Yatağın karşısındaki saat sabah on biri gösteriyordu. Yataktan çıkıp odanın kapısına doğru yürüdüm. Başımda ince bir sızı vardı. Odadan çıkmadan tekrar gelen sesleri dinlemeye başladım. Kapının kenarına yaslanmış ağırlaşan bedenimi ayakta tutmaya çalışıyordum.

"Ona ne yaptın da seni o şekilde bırakıp kaçtı?"
"Bugüne kadar o sana söylememişse benim sana söylemem uygun olmaz!"
"Ha sen neyin uygun olup olmadığını biliyorsun yani?"
"Ben bir Duru'ya bakayım."

Sesin kime ait olduğunu sonunda anlamıştım. Murat ve Havsa'nın konuşmasını bölerek onların olduğu odaya girdim. Havsa beni görünce ayağı kalkıp koşarak yanıma geldi. Küçücük elleriyle saçlarımı geriye doğru tarayıp yüzümü elleri arasına aldı.

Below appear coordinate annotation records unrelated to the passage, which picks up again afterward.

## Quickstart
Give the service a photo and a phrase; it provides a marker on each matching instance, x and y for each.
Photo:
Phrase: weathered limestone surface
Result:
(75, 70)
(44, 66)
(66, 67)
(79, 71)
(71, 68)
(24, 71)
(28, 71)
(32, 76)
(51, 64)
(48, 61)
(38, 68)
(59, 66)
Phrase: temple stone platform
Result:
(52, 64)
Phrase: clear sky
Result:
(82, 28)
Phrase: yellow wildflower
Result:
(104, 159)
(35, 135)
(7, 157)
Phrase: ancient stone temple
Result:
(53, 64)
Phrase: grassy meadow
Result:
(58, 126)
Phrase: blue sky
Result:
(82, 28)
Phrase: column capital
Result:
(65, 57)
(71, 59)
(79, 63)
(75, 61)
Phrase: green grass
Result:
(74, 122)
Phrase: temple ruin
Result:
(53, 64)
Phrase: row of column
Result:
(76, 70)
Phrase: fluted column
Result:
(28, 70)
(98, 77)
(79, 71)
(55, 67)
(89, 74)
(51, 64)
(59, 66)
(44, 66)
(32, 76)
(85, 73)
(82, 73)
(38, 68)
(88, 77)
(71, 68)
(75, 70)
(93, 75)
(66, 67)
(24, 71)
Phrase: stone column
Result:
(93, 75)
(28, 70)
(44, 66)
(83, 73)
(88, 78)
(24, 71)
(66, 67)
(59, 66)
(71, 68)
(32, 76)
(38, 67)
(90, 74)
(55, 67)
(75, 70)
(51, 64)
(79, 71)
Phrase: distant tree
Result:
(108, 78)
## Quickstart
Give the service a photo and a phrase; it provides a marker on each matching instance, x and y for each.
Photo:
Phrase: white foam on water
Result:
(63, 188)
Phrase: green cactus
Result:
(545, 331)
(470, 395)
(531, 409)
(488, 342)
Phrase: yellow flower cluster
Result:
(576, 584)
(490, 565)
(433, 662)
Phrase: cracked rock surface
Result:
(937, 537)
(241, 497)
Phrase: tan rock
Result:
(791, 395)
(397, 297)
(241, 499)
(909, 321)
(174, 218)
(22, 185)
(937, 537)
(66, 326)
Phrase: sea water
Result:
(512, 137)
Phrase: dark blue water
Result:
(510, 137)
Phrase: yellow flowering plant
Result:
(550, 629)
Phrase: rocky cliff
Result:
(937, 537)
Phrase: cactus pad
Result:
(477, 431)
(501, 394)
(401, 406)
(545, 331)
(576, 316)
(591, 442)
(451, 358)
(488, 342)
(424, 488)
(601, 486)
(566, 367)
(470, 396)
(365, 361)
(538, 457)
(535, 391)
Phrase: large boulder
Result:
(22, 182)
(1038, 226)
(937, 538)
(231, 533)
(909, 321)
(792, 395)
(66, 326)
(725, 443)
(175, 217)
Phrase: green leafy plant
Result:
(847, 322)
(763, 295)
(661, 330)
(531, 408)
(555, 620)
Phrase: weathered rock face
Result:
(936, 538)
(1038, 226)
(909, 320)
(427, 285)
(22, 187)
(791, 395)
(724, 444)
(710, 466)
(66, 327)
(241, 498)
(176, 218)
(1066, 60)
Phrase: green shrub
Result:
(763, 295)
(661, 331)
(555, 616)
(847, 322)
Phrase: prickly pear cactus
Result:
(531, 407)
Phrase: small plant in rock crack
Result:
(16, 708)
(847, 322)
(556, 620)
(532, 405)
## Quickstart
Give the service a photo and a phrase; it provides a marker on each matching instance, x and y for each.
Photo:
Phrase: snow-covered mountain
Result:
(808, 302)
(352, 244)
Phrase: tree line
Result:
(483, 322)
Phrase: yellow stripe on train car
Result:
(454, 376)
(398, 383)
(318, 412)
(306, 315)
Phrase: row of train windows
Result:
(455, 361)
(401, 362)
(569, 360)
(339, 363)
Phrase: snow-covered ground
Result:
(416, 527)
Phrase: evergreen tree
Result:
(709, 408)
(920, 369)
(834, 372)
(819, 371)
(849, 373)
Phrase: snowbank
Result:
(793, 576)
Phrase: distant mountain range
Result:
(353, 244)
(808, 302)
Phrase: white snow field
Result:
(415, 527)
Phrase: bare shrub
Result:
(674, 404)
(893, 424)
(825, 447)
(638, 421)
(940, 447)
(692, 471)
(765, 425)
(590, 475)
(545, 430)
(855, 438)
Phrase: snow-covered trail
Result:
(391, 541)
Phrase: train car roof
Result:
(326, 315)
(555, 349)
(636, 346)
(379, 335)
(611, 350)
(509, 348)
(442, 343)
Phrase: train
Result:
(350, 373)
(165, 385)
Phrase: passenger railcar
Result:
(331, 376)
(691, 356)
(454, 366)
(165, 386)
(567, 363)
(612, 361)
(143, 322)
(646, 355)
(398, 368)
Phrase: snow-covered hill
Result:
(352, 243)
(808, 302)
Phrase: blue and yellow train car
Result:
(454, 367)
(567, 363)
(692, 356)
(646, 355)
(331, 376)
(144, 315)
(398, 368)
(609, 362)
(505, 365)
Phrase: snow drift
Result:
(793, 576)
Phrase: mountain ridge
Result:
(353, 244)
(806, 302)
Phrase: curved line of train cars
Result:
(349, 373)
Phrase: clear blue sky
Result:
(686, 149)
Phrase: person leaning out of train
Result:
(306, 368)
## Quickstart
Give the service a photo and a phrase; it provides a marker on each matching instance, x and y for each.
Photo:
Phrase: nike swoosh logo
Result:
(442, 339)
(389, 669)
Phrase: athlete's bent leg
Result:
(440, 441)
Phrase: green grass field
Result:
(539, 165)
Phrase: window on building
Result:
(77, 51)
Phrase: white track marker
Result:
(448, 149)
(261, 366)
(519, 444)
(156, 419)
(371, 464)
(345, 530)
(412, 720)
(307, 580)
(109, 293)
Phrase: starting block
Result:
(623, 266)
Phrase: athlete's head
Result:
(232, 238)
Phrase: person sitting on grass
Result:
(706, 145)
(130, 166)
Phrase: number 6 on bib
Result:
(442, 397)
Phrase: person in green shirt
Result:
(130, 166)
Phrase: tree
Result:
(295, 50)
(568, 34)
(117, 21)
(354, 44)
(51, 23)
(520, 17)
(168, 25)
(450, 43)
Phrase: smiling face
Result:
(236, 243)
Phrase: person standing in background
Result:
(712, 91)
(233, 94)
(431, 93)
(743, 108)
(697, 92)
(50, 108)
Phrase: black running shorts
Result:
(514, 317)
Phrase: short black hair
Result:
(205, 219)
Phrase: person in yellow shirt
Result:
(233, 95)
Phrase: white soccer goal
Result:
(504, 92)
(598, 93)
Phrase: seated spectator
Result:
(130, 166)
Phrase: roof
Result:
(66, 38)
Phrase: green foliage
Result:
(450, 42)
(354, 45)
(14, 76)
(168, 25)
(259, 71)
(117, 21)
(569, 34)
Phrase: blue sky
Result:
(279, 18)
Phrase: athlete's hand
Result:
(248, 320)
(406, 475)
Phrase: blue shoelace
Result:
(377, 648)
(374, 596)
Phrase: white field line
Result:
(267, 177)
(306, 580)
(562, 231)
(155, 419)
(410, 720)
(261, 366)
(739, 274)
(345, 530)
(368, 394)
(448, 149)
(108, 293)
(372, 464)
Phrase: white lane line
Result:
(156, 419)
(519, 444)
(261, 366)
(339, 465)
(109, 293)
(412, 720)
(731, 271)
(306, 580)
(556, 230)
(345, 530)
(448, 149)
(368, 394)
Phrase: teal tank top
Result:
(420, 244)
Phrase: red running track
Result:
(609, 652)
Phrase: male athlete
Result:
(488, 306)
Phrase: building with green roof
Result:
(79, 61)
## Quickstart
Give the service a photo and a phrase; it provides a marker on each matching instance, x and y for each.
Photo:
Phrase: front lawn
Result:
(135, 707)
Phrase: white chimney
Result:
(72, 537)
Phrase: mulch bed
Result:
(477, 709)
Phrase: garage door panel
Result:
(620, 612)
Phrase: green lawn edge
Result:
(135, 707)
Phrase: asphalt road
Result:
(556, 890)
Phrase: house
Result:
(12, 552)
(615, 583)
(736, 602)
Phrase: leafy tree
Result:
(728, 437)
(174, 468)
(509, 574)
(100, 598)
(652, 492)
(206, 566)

"İyi misin birtanem?" Kafamla onu onaylayıp Havsa'nın arkasında ayakta duran Murat'a baktım.
"Yeni geldim, gerçekten." Yumuşak ses tonu içimi kıpırdatmıştı. Gözlerimi ondan çekmeden Havsa'nın ellerini yüzümden indirdim. "Duş alıp gelicem. Çok geç kaldık." Tam arkamı dönüp gidecekken başım döndü ve biraz sarsıldım. Arkamdan beni tutan Havsa ve Murat ile kendimi biraz daha kötü hissettim.

Peki ben şimdi hangi tarafa dönecektim. Sevdiğim adama mı? Yoksa en yakın arkadaşıma mı?

Arkamı dönmeden kısık sesle konuştum.
"Havsa bana yardım eder misin?" Murat elini belimden çekip geriye doğru bir kaç adım attı. Havsa'nın kolumda ki elini tutup odama doğru yürüdüm.

Havsa beni ikiletmeden arkamdan gelip odanın kapısını kapattı. Banyonun kapısını açıp içeriye girdim hemen arkamdan gelip oranın da kapısını kapattı. Tişörtümü alt taraftan tutup yukarıya doğru kaldırıp çıkarttı. O kadar terlemiştim ki sırtımı sırılsıklamdı. Tişörtümü yere atıp küvetin suyunu açtı.

Altımda ki şortu çıkarıp kollarımı göğsümde birleştirerek bekledim. Havsa kafasını kaldırıp bana baktı. "Özür dilerim." Bakışlarımı ondan ayırmadan sadece dinledim. Halsiz ve yorgun hissediyordum. Ağzımı açacak halim yoktu, gözlerim bile yorgundu.